3 Feb 1994 (Thursday)
Yesterday Woody and I installed a mobitel in a Nissan 4WD, and it went very easily.
This particular vehicle belongs to one of the white collar guys in transport, and it's outfitted with every imaginable electronic device, including HF and VHF radios and a DC-AC converter. The funny thing is that he never takes this truck outside of Zagreb. He had a magnetic antenna mount and portable mobitel before, but someone stole his antenna, and he wanted the installation more permanent.
I like working with Woody. He's a smart fellow, and at almost 43 (his bithday is Saturday) he lacks a lot of the impatience of young Terry. He's thinking of calling it quits here and returning to his job with British Telecom. He's been here about a year. He has a great sense of humor, and when we were finished with the mobitel fitting, he looked at me and said "Let's go!"
I knew what he meant: "Road trip!!!!"
So off we rolled like a couple of teenagers in dad's new car out for a "field test" of the installation.
We ended up at the UNPROFOR HQ here in town, made a visit to the PX, checked the mail, and headed back. At the gate on the way out, the guards stopped us, and momentarily I thought the vehicle's rightful driver had beat us at our own game. No so. An American named Ted was wandering all over Zagreb looking for UNHCR HQ, and he happened to see the truck with the appropriate insignia, and he got the guards to stop us and ask for a ride. No problem.
Ted was from Portland, Oregon. He'd made a break with a small Portland- based relief operation, because the assignment hadn't worked out quite the way he'd expected.
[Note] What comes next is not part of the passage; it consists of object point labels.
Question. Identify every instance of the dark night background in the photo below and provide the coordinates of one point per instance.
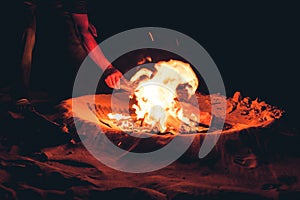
(254, 44)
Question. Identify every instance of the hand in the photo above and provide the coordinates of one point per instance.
(93, 30)
(113, 79)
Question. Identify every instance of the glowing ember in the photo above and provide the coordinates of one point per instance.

Too risky for a newly married guy, and he wanted to stop into UNHCR and see if they had opportunities. Woody said he'd be glad to take him to personnel, but suggested Ted would probably have to work through Geneva. Chit chat on the way back to our building, and that was the last we saw of Ted.
I think the Nissan's assignee was miffed at our stunt, but he didn't say anything to me. He told Woody he really needed the truck in the afternoon, blah blah blah, all after he'd originally said he didn't need it for a couple of days. Woody and I had a good laugh, and I'll bet it's a while before he asks us to put something else in is truck.
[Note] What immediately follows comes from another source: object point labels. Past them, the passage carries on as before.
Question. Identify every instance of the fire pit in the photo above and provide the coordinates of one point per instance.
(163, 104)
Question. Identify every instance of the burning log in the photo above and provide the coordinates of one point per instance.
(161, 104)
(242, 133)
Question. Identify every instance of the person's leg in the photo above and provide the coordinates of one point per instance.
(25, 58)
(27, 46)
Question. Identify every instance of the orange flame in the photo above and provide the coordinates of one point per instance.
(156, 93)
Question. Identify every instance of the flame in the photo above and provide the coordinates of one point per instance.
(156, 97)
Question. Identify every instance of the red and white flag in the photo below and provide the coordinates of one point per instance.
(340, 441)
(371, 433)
Not much happening at work today. Carl made it back OK from Banja Luka, and tomorrow he's off to Sarajevo and Kiseljak for an extended period. He likes being away from the office, and I can see why. It gets tedious around here.
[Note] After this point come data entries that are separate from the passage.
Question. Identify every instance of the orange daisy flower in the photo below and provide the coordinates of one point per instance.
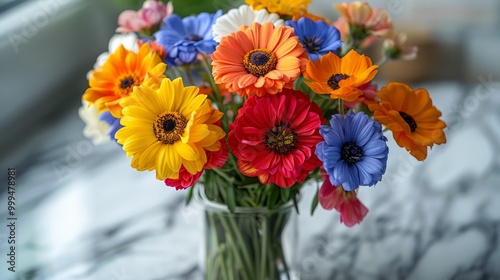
(281, 7)
(259, 59)
(340, 77)
(122, 71)
(411, 117)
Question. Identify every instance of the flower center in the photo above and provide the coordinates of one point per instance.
(169, 126)
(334, 80)
(259, 62)
(351, 152)
(312, 44)
(194, 37)
(126, 84)
(409, 120)
(281, 139)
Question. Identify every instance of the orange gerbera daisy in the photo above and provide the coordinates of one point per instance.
(122, 71)
(281, 7)
(411, 117)
(259, 59)
(340, 77)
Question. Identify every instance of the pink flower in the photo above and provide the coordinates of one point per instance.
(149, 16)
(214, 160)
(184, 181)
(395, 48)
(368, 96)
(359, 22)
(351, 210)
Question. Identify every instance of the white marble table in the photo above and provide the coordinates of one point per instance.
(83, 213)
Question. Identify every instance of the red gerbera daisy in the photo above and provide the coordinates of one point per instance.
(351, 210)
(214, 160)
(274, 137)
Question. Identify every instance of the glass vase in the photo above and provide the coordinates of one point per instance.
(250, 243)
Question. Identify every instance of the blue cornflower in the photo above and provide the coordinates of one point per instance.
(354, 152)
(317, 37)
(184, 38)
(113, 122)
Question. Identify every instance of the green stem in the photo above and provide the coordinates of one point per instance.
(263, 251)
(230, 180)
(242, 250)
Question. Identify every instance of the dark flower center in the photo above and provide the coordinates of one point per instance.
(127, 82)
(194, 37)
(281, 139)
(409, 120)
(351, 152)
(333, 81)
(259, 62)
(312, 44)
(169, 126)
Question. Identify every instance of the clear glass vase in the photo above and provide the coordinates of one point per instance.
(249, 244)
Tonight at dinner I had a most remarkable and disturbing chat with one of our operators, an African American woman "volunteered" from the US Navy. I've talked to her before a bit, and I've tried a bit to befriend her, since like me, most all of her coworkers are British. Also, I heard through the rumor mill she'd had some landlord problems, and now she was back in the Hotel International. A little kindness never hurts, and I thought she could use some.
In our past discussions she's been very negative about her situation, and I figured she was having trouble getting to know anyone. Tonight, though, I sensed a good deal of anger just under the surface. If anyone is proof that we can make our own hell on Earth, I think she is.
In essence, everything to her about this place is bad, bad, bad. "It's going to be the worst experience of my life, I just know it." I tried to get her to find some up side to life here. Work is boring. People are unprofessional. They're stupid. Work schedule sucks. There's nothing to do here in Zagreb. @#!?!!@#. It's no good here, and it's never going to be good here. Wow.
She said something about there not being any black people here. Not quite true (there are a few at work in other offices), but I asked if the Croatians treated her badly because she was black. "No. In fact, they're kind of curious about me." Still, she couldn't see making any Croatian friends. Movies? (They're cheap here, about $1.50.) "Seen 'em all two or three times. They're so far behind here." I asked what she found to do in Rota, Spain, she was stationed for a while. "Just whatever I felt like. It doesn't matter anyway, because if I did the same things here it would be bad. I'm nearly 30 years old, and I've seen a lot. I just KNOW this is going to be the worst experience I'll ever see for a very, very long time."
Yeah, right. All I thought was, "If you think this is bad, you ain't seen nothin' yet." I think you catch the drift.
Despite my complaints about Zagreb, I can certainly find the up side to life here. In all my travels, I've come across plenty of people who don't like life in foreign countries because "it's not America." Never, though, have I found someone who is so profoundly negative and determined to have a bad time. So much for offering a helping hand. My only real complaint right now is that my nose runs almost constantly. I think it's the air pollution.
Those coming to Zagreb with certain, ahem, vices should know that prostitution is very common here, particularly at some of the downtown hotels. A two-hour stint costs about $55, according to an "inside" source. The locals tell me drugs like cocaine, hash, and pot are widely available and widely tolerated. Pot is apparently grown in Bosnia.